Directed by Anton Corbijn, The American is a spy-assassin thriller drama. The film is an adaptation of the 1990 novel A Very Private Gentleman by Martin Booth. The movie was met with mixed reviews.
The trailers and promotion for The American didn’t do much for me. I like George Clooney, but it all seemed very bland. Watching the movie now, I can see my initial take on the film wasn’t that far off.
The movie crawls. It is intentional, but it also isn’t necessarily what you’d expect going into an espionage thriller. While it deals with Clooney’s character’s moral dilemmas, the story doesn’t feel like it goes deep enough into what goes through a professional killer’s mind. It has been done as a comedy multiple times from Grosse Pointe Blank to Get Shorty to HBO’s Barry, but despite those series being comedies, I felt they dove deeper than The American.
Clooney also feels wasted. He does his George Clooney brooding character as opposed to the clever and wry Clooney of films like Out of Sight. As demonstrated in some scenes, he was in pretty good shape for the film, but it seems like it never paid out. Not all movies need a big action scene, but even the semi-action scenes felt rather blasé and never utilized his skill. The exception might be the opening scene which demonstrates his character’s level of commitment to the trade…but the movie never peaks after the tense opening.

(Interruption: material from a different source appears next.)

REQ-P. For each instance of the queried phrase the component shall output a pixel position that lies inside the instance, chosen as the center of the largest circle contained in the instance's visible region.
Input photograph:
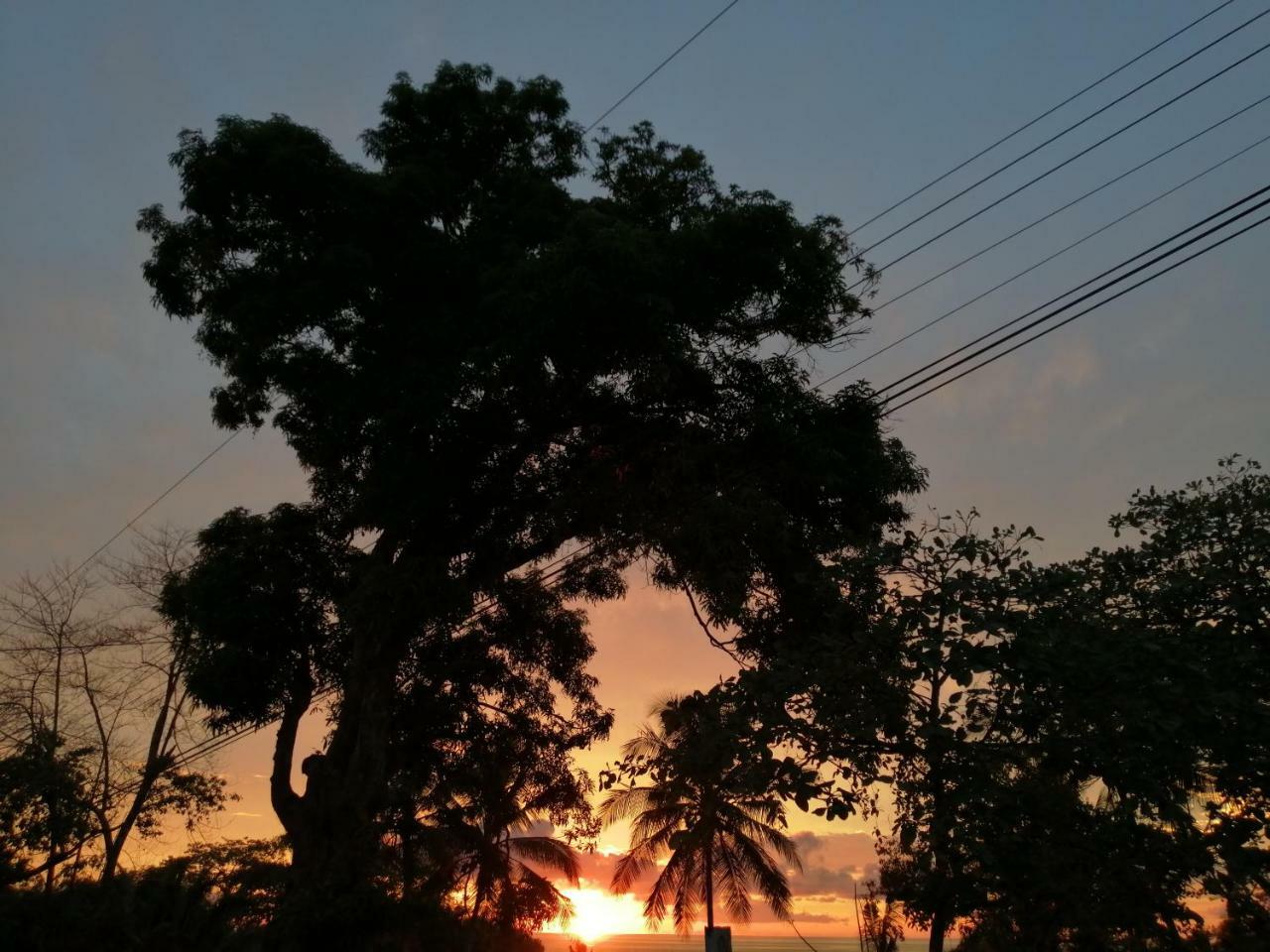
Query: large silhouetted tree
(479, 368)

What can’t be complained about is the visuals of the film. With the nice Italian setting, Corbijn makes the movie look great, and despite the script, the scenes builds the tension as best they can. Visually, the movie excels which makes the fact that it is a snoozer all the more depressing.

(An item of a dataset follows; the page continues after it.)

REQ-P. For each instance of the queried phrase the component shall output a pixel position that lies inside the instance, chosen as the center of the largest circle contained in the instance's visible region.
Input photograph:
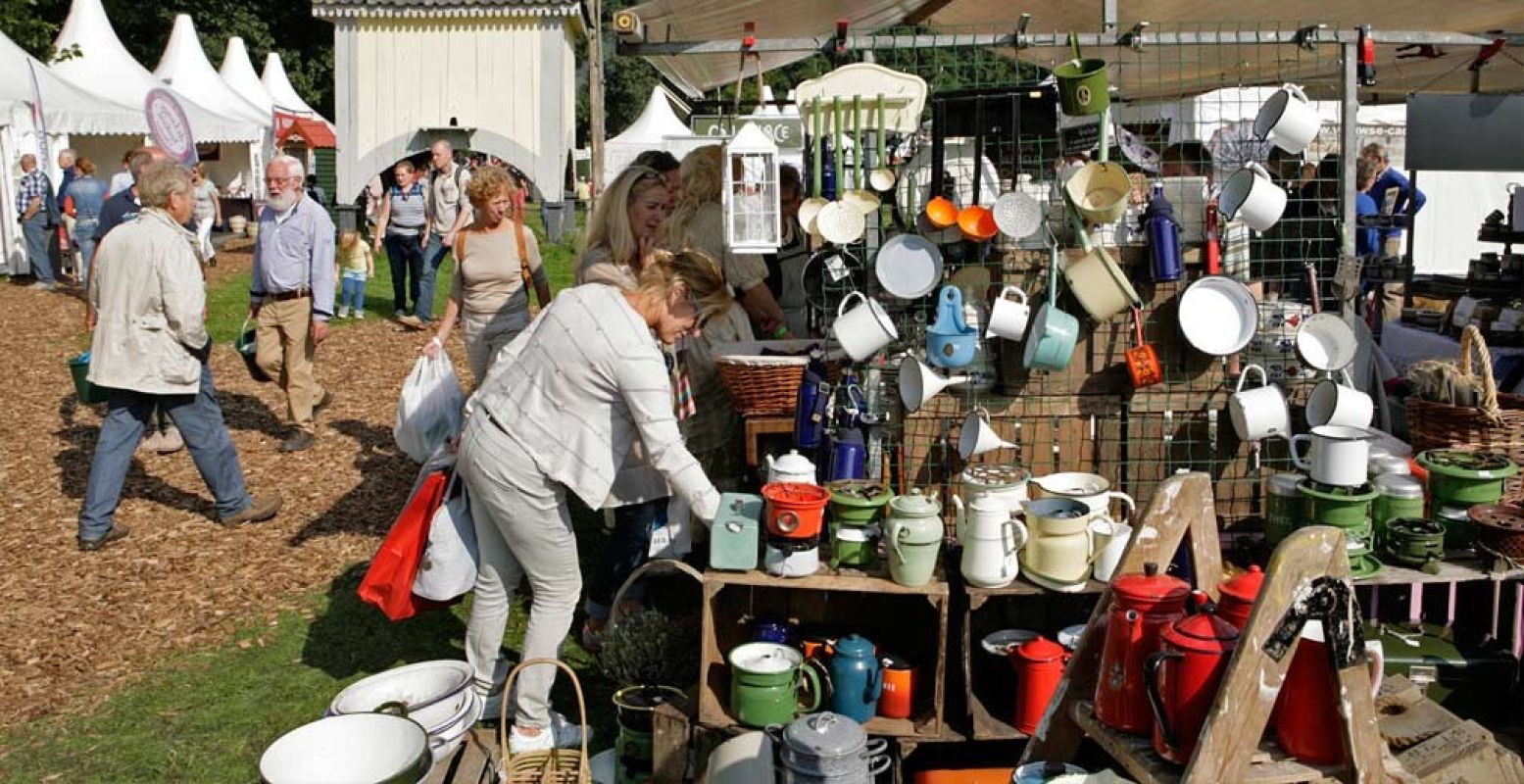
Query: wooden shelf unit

The American feels like it has a goal, but it misses that goal. The look and style of the film is right and the casting is right, but the story and plot development never meet up. Halfway through the movie, I was checking the time and couldn’t find my way into the world being created…which is half the joy of a movie (especially when a movie is a bit dark). It was a slow-burn movie that never caught fire. Skip The American…and visit another Italian film or assassin film instead.